KARACHI, Dec 26: “A lot of people think that short films are a stepping stone to feature films, not me. They are a different art form and should be valued and validated.” This is how Indian screenwriter Shuchi Kothari described her fondness for the shorter format of filmmaking at T2F on Wednesday before the screening of three films penned by her.

Ms Kothari, who lives in New Zealand, made it clear at the beginning of the programme that the short films were closer to her heart. She rejected the notion that they were a stepping stone to feature films and argued that the art form should be valued. She told the audience that since she was a foodie, she would like to say that short films were not hors d’oeuvres to a main course.

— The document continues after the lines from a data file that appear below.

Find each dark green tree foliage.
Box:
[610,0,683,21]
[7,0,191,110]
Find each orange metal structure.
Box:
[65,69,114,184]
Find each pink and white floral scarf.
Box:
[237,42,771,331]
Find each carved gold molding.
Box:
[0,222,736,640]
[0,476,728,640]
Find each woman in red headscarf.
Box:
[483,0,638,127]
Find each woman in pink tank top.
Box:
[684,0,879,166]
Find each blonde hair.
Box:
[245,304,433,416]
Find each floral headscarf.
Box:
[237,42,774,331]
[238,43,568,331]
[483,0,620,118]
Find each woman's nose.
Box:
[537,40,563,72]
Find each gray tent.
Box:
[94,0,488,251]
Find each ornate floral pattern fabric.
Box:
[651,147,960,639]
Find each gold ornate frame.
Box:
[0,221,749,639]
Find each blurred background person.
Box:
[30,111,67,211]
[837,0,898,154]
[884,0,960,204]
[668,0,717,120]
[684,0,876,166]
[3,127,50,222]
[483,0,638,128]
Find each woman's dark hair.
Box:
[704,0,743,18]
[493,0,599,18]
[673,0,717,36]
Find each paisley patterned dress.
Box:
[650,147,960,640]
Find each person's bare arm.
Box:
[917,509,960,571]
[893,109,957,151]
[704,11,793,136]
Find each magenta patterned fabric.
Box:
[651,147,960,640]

She said her films were shot in New Zealand and were a study of the diasporic communities, an attempt to know what it meant to be an immigrant in a country that she made her home.

The first movie that was shown was called Fleeting Beauty, directed by Virginia Pitts. It is about a woman who tries to recount the colonial past of India through the route of the spices on her lover’s back. Noted Indian actress Nandita Das plays the protagonist in the seven-minute project whereas William Wallace does the role of her white lover. She begins from the Greeks, comes to the Dark Ages and then to colonial India by virtue of narrating the role of the spices in history.

Clean Linen directed by Zia Mandviwalla was the second film. It tells the tale of siblings Raj and Renu who during vacations chance upon something startling as their father and mother are busy with their professional lives.

Tasked with doing daily chores, they find their father’s stock of adult videos which sets off a series of events leading to the perplexed state of the children’s minds.The third and last film was Coffee and Allah directed by Sima Urale. It pivots around the character of a young Ethiopian girl, clad in a burqa from head to toe. She is religious, loves coffee and likes to play badminton. Ostensibly the three things are quite diverse in terms of the practices of the lead character and her inward-looking world, but the film manages to make the viewer see all of them converge at a point.

The three films stirred the audience into hurling questions at Ms Kothari. On Fleeting Beauty she said it was a kind of unofficial history of spices and was about something that people (read: immigrants) did not want to know or listen to.

With reference to Clean Linen she told the questioner that it was complicated to shoot it. She said the subject touched on the issue of the lack of communication that existed in diasporic communities; it was about things that were never spoken such as sexuality, puberty or coming of age. She said the boy in the film did not know the consequences of telling her mother where he found the films that he was seeing.

As to why she picked an Ethiopian character for Coffee and Allah, Ms Kothari mentioned African communities were not very visible in the West and she wanted them to come to the fore. Also, with regard to Muslims, ‘we have to be understood by them’.

She told the audience that she consciously made the character playful instead of overly serious.

On the question of making feature films on similar subjects, Ms Kothari replied that among other things the whole process had to do with the ‘sense of economics’, as she was a producer too.